Alois Riedler (May 15, 1850 - October 25, 1936) was a noted Austrian mechanical engineer, and, as professor in Germany, a vigorous proponent of practically-oriented engineering education.

Riedler was born in Graz, Austria, and studied mechanical engineering at the Technische Hochschule (TH) Graz from 1866-1871.  After graduation he took on a succession of academic appointments. He first became an assistant at the TH Brünn (1871-1873); then in 1873 moved to the TH Vienna, first as an assistant, then from 1875 onwards as a designer of machines. From 1880 to 1883, Riedler worked as associate professor at the TH Munich. In 1883 he became full professor at the TH Aachen.

In 1888 he joined the TH Berlin as Professor for Mechanical Engineering, where he remained until retirement in 1920. From 1899 to 1900, he was appointed the school's principal (rector) and led discussions on how to celebrate its 100th anniversary. As a result, Riedler and Adolf Slaby (1849–1913) convinced Kaiser Wilhelm II (1859–1941) to allow Prussian technical universities to award doctorates. Although the government did not immediately consent, this effort led eventually to the school's reconstitution as today's Technical University of Berlin.
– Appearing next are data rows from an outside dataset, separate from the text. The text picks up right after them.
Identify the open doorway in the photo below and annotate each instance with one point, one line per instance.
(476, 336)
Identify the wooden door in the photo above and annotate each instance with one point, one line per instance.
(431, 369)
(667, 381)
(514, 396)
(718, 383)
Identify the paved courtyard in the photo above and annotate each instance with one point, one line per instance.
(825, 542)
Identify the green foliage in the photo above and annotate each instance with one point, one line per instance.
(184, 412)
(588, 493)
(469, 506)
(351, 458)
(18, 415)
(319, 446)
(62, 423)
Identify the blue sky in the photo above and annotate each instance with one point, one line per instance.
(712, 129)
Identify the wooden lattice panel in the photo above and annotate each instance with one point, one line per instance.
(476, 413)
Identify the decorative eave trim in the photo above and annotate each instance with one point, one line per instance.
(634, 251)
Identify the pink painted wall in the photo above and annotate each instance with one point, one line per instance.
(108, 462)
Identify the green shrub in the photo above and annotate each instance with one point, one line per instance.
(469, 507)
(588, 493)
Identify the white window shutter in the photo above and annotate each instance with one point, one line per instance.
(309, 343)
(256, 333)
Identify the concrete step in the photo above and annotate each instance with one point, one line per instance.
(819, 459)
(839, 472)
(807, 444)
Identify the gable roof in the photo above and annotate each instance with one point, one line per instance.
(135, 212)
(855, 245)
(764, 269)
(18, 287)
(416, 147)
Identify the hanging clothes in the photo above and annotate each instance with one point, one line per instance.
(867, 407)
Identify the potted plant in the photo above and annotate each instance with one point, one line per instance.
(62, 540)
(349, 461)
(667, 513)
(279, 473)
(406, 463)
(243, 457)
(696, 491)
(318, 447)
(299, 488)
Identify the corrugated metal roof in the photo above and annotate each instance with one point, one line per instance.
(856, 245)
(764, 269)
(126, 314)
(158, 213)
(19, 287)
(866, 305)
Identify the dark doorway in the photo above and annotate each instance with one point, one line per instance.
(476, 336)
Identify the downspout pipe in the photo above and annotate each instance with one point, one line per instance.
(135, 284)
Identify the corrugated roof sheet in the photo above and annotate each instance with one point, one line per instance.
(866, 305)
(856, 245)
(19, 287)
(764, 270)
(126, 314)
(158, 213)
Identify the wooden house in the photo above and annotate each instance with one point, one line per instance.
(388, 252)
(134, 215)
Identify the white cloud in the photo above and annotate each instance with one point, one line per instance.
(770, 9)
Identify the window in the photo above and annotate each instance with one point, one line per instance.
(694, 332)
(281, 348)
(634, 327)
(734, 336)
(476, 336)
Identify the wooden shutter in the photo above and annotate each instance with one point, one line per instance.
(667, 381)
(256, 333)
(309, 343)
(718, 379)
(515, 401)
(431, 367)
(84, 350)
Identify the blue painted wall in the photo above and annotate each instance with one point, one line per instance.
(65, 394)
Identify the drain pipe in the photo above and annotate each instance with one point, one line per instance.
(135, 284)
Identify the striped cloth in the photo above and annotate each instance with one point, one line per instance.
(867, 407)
Riedler first received international recognition for his reports on the Philadelphia Centennial Exposition (1876) and Paris Exposition Universelle (1878). He was later widely known for his efficient, high-speed pumps widely adopted in waterworks and in draining mines. Riedler was also known for his 1896 book "Das Maschinen-Zeichnen", (Machine Drawing) which introduced modern technical drawing.

Riedler was actively involved in the early development of internal combustion engines, both for gasoline and diesel fuel. In 1903 he established the Laboratory for Internal Combustion Engines at the TH Berlin, expanded in 1907 to include investigations of motor vehicles. As laboratory director, Riedler designed a pioneering roller test stand. He also received what was probably the first research contract to investigate fuels specifically for aircraft engines (particularly benzene).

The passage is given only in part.